En silencio el buda se lo concedió. Siddharta explicó:
-Venerable, he admirado sobre todo una cosa en tu doctrina.
Todo en ella está perfectamente claro y comprobado; muestras
el mundo como una cadena perfecta que nunca se interrumpe,
como una eterna cadena hecha de causas y efectos. Jamás se
había visto eso con tanta claridad, nunca
había sido demostrado tan indiscutiblemente; en verdad, el
corazón del brahmán palpita con más fuerza cuando ve el
mundo a través de tu doctrina, como perfecta relación,
ininterrumpida, lúcida como un cristal, independiente de la
casualidad, libre de los dioses. Queda en tela de juicio si
el
mundo es bueno o malo, si la vida en él es sufrimiento o
alegría; quizá sea porque ello no es esencial. Pero la
unidad del mundo, la relación entre todo lo que sucede, el
enlace de todo lo grande
y lo pequeño por la misma corriente, por la misma ley de las
causas del nacer y morir, todo eso brilla con luz propia en
tu majestuosa doctrina. No obstante, según tu propia teoría,
esa unidad y
consecuencia lógica de todas las cosas, a pesar de todo se
encuentra cortada en un punto, en un pequeño vacío donde
entra en este mundo de la unidad algo extraño, algo nuevo,
algo que antes no existía, y que no puede ser enseñado ni
demostrado: ésa es tu doctrina de la superación del mundo,
de la redención. Pero con este pequeño vacío, con esa
pequeña fisura, la eterna ley uniforme del mundo queda
destruida y anulada otra vez. Perdóname, si pongo tal
objeción.
Gotama le había escuchado con tranquilidad, sin moverse. Con
voz bondadosa, cortés y clara le contestó ahora:
-Tú has escuchado la doctrina, hijo de brahmán ¡Dichoso de
ti por haber pensado en ella! Tú has encontrado un vacío,
una falta. Sigue pensando en la doctrina. Pero deja que te
avise, tú que tienes tanto afán por saber acerca de la
dificultad de las opiniones y la desavenencia de las
palabras. No importan las opiniones, sean buenas o malas,
inteligentes o insensatas; cualquiera puede defen- derlas o
rechazarlas. Pero la doctrina que has oído de mis labios no
es mi opinión, ni su objetivo es explicar el mundo para los
que tienen afán de saber. Su fin es otro: es la redención de
los sufrimientos. Eso es lo que enseña Gotama, nada más.

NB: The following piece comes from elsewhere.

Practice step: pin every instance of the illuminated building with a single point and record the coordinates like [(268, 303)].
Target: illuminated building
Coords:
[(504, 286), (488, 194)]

-No me guardes rencor, majestuoso -exclamó el joven-. No te
he hablado así para buscar un desacuerdo o la desavenencia
con palabras. Desde luego, tienes razón, y poco importan las
opiniones. Pero déjame decir una cosa más: ni un momento he
dudado de ti. Ni un momento he dudado de que tú fueras el
buda, de que hubieras llegado a la meta, al máximo, hacia el
que tantos brahmanes e hijos de brahmanes se hallan en
camino. Has encontrado la redención de la muerte. La has
hallado con tu misma búsqueda, con tu propio camino, a
través de pensamientos, ensimismaciones, ciencia, reflexión,
inspiración. ¡Pero no la has encontrado a través de una
doctrina! Yo pienso, majestuoso, ¡que nadie encuentra la
redención a través de la doctrina! ¡A nadie, venerable, le
podrás comunicar con palabras y a través de la doctrina lo
que te ha sucedido a ti en
el momento de tu inspiración! Mucho es lo que contiene la
doctrina del inspirado buda, a muchos les enseña a vivir
honradamente, a evitar lo malo. Pero esta doctrina tan clara
y tan venerable no
contiene un elemento: el secreto de lo que el majestuoso
mismo ha vivido, él solo, entre centenares
de miles de personas. Esto es lo que he pensado y
comprendido cuando escuchaba tu doctrina. Y
por ello, continúo mi peregrinación. No para buscar otra
doctrina mejor, pues sé que no la hay, sino para dejar todas
las doctrinas y a todos los profesores, y para llegar solo a
mi meta, o morirme. Sin
embargo, a menudo me acordaré de este día, majestuoso, y de
esta hora en que mis ojos vieron a
un santo.
Los ojos del buda miraron sosegadamente hacia el suelo; en
su rostro impenetrable resplandecía
la tranquilidad del alma.
-¡Que tus creencias no sean erróneas! -invocó el venerable
lentamente-. ¡Que alcances tu fin! Pero antes dime: ¿Has
visto el conjunto de mis samanas, de mis muchos hermanos,
que se han refugiado en la doctrina? ¿Y crees tú, samana
forastero, que para todos ellos sería mejor abandonar
la doctrina y volver a la vida del mundo y de los placeres?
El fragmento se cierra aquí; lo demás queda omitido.